La question du marxisme est abordée par plusieurs membres de la commission alors qu’il s’agit de se positionner par rapport au rapport final de la Commission d’enquête sur l’apartheid qui s’est réunie à deux reprises le 23 mai 1976 et le 28 janvier 19771705. Ce rapport final suscite en effet divers questionnements qui s’expriment lors de la réunion du 15 février 1977 :

‘« Le Père Ménager fait remarquer qu’il y a un soutien aux mouvements de libération qui leur fait question. Il ne souhaite pas que l’Afrique australe devienne marxiste. Soutenir les mouvements de libération soit, mais pas le marxisme. Ce à quoi certains membres rétorquent que, s’il y avait possibilité de choix, ce serait effectivement préférable mais dans la réalité, qu’en est-il ? L’essentiel est de nous demander si nous sommes, par rapport à l’apartheid, dedans ou dehors. Si l’on a la certitude de voir l’Afrique australe devenir marxiste, il n’y a qu’à se conduire comme M Ian Smith, par exemple. Certes, mais n’avons nous pas à sensibiliser l’opinion publique sur un plan moral (lutte contre l’apartheid) plus que sur un plan de pression politique ? Ne changeons-nous pas la nature de notre intervention et de notre être ? Cette interrogation clôt provisoirement l’échange à ce sujet mais cette question doit être reprise1706 ». ’

La question du communisme est donc omniprésente lorsqu’il s’agit d’aborder les moyens d’action possibles vis-à-vis de l’Afrique du Sud. Le compte-rendu de la réunion du 15 juin 1977 rapporte les interrogations de certains membres de la commission concernant la participation éventuelle de « Justice et Paix » au meeting de la Mutualité du 16 juin 1977, organisé sur l’initiative de plusieurs organismes et partis politiques français. C’est la participation du Parti communiste à la réunion qui pose problème, « de même, les méthodes employées pour obtenir la participation d’hommes d’Eglise au plus haut niveau 1707  ». La dénonciation de ces méthodes est faite de manière plus claire par la suite :

‘« La prise en main, par le parti communiste, des questions relatives à l’Afrique australe, semble se faire avec rigidité et cela se ressent 1708».’

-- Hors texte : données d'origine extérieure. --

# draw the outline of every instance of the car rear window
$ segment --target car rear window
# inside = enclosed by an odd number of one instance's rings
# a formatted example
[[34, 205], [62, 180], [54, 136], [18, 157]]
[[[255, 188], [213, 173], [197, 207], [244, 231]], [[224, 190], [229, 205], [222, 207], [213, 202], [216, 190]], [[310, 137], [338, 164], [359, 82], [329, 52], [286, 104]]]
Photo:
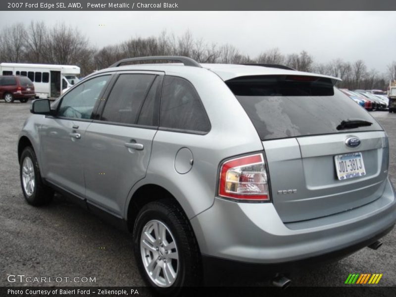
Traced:
[[2, 86], [16, 86], [16, 79], [12, 76], [4, 76], [1, 79]]
[[24, 76], [21, 76], [19, 77], [19, 84], [22, 87], [28, 87], [28, 86], [33, 85], [33, 83], [32, 82], [32, 81], [27, 77]]
[[[226, 82], [262, 140], [382, 130], [362, 107], [336, 89], [329, 78], [255, 76]], [[367, 121], [369, 126], [338, 130], [342, 121]]]

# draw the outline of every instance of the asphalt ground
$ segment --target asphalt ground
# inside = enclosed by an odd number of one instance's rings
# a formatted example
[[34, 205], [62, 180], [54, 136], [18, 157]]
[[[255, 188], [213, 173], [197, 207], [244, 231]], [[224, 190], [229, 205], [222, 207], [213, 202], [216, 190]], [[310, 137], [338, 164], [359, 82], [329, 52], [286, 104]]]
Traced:
[[[130, 235], [119, 231], [60, 195], [40, 207], [28, 205], [20, 189], [18, 135], [30, 103], [0, 101], [0, 287], [14, 286], [141, 286]], [[372, 112], [389, 136], [390, 175], [396, 185], [396, 114]], [[378, 286], [396, 286], [396, 230], [378, 250], [363, 248], [338, 262], [293, 276], [295, 286], [345, 286], [349, 273], [383, 273]], [[52, 279], [55, 284], [7, 281], [9, 275]], [[80, 282], [70, 282], [79, 277]], [[82, 282], [95, 278], [94, 282]], [[69, 279], [65, 279], [68, 277]], [[32, 280], [32, 279], [30, 280]], [[237, 285], [266, 286], [269, 282]], [[59, 279], [58, 279], [59, 280]]]

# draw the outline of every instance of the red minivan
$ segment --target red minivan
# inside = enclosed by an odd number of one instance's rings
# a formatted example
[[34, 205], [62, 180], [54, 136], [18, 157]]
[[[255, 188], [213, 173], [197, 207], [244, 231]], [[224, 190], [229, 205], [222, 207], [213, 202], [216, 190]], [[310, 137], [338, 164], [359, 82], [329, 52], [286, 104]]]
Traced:
[[35, 97], [33, 83], [26, 76], [0, 76], [0, 98], [6, 102], [16, 99], [24, 103]]

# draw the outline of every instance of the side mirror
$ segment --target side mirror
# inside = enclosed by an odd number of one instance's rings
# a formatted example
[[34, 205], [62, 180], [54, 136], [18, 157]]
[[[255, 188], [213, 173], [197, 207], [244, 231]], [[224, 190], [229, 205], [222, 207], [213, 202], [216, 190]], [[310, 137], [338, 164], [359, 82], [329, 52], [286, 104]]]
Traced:
[[36, 99], [32, 101], [30, 112], [35, 114], [51, 114], [51, 106], [48, 99]]

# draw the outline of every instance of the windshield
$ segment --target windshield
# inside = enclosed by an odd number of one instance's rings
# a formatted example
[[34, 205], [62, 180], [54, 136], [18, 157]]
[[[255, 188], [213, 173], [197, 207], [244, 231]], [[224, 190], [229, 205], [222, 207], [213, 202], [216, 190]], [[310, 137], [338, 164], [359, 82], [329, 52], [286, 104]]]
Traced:
[[[364, 108], [334, 88], [330, 79], [308, 77], [304, 81], [299, 76], [243, 77], [226, 83], [262, 140], [382, 130]], [[350, 119], [373, 124], [337, 129]]]

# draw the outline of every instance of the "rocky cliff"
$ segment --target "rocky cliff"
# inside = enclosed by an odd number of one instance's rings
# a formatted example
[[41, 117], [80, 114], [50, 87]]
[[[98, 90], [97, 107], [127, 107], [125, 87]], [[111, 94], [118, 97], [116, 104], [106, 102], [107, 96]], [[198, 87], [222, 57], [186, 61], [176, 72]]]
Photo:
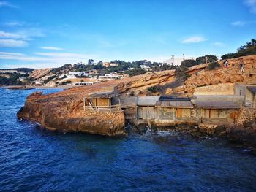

La question du communisme régit ainsi l’ensemble des prises de position des chrétiens mobilisés. En somme, porter un regard sur les mouvements de libération revient forcément à aborder la question du marxisme. En France, aborder la question sud-africaine revient à réfléchir aux types d’actions à mener et surtout auprès de qui les mener, la mobilisation en France s’étant surtout exprimée au sein de partis politiques et organismes proches du parti communisme1709.

Notes
1705.

Voir la partie consacrée à la mobilisation de la commission « Justice et Paix ».

1706.

Réunion du 15 février 1977, CJP/77/17.

1707.

Réunion du 15 juin 1977, CJP/77/48.

1708.

Ibid.

1709.

La militante Jacqueline DERENS dresse un tableau intéressant des mouvements politiques au sein des groupes de contestation français dans son ouvrage : Nous avons combattu l’apartheid, Paris, Non lieu, 2006, 150 p. Elle joua, pour sa part, une part active dans l’AFASPA (Association française d’amitié et de solidarité avec les peuples d’Afrique). En 1984, des militants de l’AFASPA issus des milieux communistes et syndicaux et d’autres organisations comme le MRAP, décidèrent de créer une structure dévolue à la lutte contre l’apartheid et à la solidarité avec l’ANC, la RNCA (Rencontre Nationale Contre l’Apartheid).